What is now a great and business-like undertaking, with branches and centres in every part of England, in Scotland and Ireland, in America, Canada, Spain, Trinidad, Jamaica, and the most out-of-the-way places, started in quite a simple way. A military nurse, known to Lady Smith-Dorrien in Aldershot, wrote to her from the front in the early days of the war saying that the men's possessions were emptied out of their pockets under their beds at the clearing stations and frequently got lost, and the nurses were often blamed for the loss. So Lady Smith-Dorrien made a couple of hundred bags and sent them out to her. Sir Horace Smith-Dorrien, then in command of the Second Army, was much struck by the idea, and asked his Surgeon-General if they would be useful to him. The reply was a request to "send out 50,000 as quickly as possible." Then Sir Alfred Keogh approached Lady Smith-Dorrien and asked her to undertake supplies for the whole of the fighting forces. The work had been carried on at her own house, but it became necessary to move, and Lady Susan Gordon-Gilmour lent 5, Belgrave-place. When that house was sold Mr. Cox, of Cox's Bank, lent 26, Pont-street, where the work is now carried on with the minimum of expense and the aid of 14 efficient voluntary workers. The biggest item of expense is the hessian for packing.
PLAIN BAGS THAT GET LOST.The bags are every colour of the rainbow, but coloured they must be, and with flowers—roses for preference. This has become apparent as little incidents in the distribution came to the knowledge of headquarters. A wounded man was heard grumbling as he looked at a useful stout holland bag that held his little treasures and compared it with a flowered one proudly displayed by his companion in the next bed. "He's an Australian, that's why he got a bag with roses on it," he was saying; but was satisfied by the gift of an even more brilliantly coloured one. On one of the hospital ships where there was a distribution of bags, some plain and some flowered, it was found that the plain ones mysteriously disappeared through the portholes and the "losers" applied for others. But the men are not the only ones who delight in colours; two young subalterns, home on sick leave, called at 26, Pont-street, last week to see the bags en masse, and explained with some diffidence that theirs had meant a good deal to them, having kept all their valuables intact and were so cheering after the drabness of khaki everywhere. "They reminded us of the cushions and covers at home," they said.
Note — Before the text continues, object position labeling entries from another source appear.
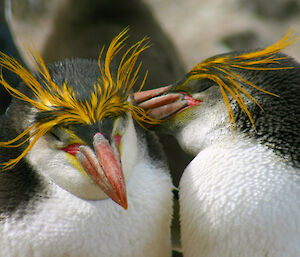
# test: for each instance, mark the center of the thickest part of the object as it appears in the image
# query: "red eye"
(117, 139)
(72, 149)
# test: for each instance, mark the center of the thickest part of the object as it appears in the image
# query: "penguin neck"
(200, 133)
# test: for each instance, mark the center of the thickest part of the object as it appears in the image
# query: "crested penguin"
(79, 175)
(239, 115)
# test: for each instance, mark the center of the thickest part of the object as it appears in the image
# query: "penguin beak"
(103, 165)
(162, 104)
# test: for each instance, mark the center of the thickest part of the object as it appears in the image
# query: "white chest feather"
(65, 225)
(239, 199)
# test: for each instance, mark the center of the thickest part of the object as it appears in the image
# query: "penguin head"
(214, 95)
(74, 121)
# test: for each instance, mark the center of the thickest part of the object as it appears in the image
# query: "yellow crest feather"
(219, 70)
(109, 97)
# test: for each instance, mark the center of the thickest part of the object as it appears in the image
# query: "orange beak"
(103, 165)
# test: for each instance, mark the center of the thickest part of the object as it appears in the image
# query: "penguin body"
(55, 201)
(239, 195)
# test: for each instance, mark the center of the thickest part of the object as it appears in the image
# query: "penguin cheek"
(129, 150)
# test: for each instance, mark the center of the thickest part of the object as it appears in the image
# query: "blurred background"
(182, 33)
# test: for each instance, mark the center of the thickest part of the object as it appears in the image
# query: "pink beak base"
(104, 166)
(163, 106)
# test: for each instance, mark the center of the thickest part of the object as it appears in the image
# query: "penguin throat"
(72, 149)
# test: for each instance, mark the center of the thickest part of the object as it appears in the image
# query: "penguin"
(239, 115)
(79, 175)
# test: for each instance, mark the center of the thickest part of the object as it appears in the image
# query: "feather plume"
(109, 98)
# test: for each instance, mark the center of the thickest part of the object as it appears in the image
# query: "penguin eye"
(197, 86)
(60, 134)
(56, 134)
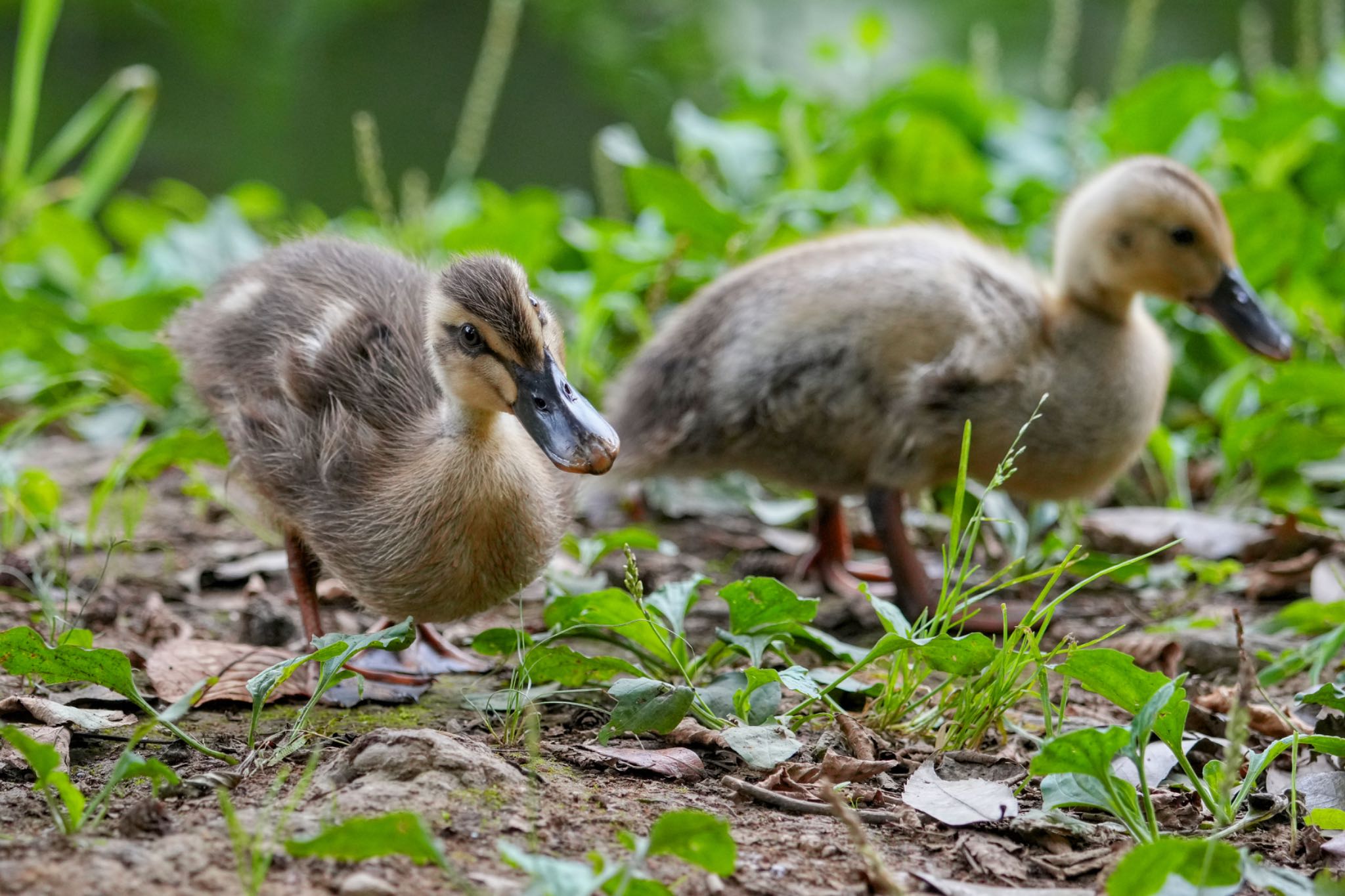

Yesterday the post brought a letter enclosing 10s. for materials. The sender was the mother of a boy killed two years ago, and she sent it in memory of a little chintz bag that meant a great deal to her. "He was shot through the head and never recovered consciousness," she wrote, "but having about his neck a small bag with his permanent address they sent me many little treasures, and above all a diary containing his notes since the first day of the war. This is the greatest treasure I could have, and I am sure without the little bag it would never have been sent to me." Many letters like this find their way to 26, Pont-street. The men never give the bags back, and an attempt to meet the shortage by collecting them at the home hospitals would be deeply resented.
On the roll of helpers are the names of duchesses, busy women in the suburbs, eager school girls, and the myriad workers at the surgical aid societies. Beside each one's name in the files is the record of the number of bags she has made and the intervals at which she has sent them. Elderly ladies are wonderful workers, but some of them have an inveterate love of embroidering something on each bag. One bag picked up in an ambulance train and sent to headquarters "for luck" by the finder has a woolly black cat with red and white and blue ribbons on it.
Lady Smith-Dorrien buys the chintz in bales, getting 50,000 yards at a time. Anyone sending 7s. 4d. can obtain sufficient cretonne, tape, and labels for 30 bags, carriage free. Bags, when finished, should measure 12 by 14in. They can be made, of course, of unbleached calico, or any new strong washing material, but cretonne is preferred by the wounded. A sample bag is always sent to show the correct method of making. It is suggested that people who have not time to make bags should send money, as there are many workers who can give the time for making, but who cannot afford to give cash. Four thousand bags a day are needed.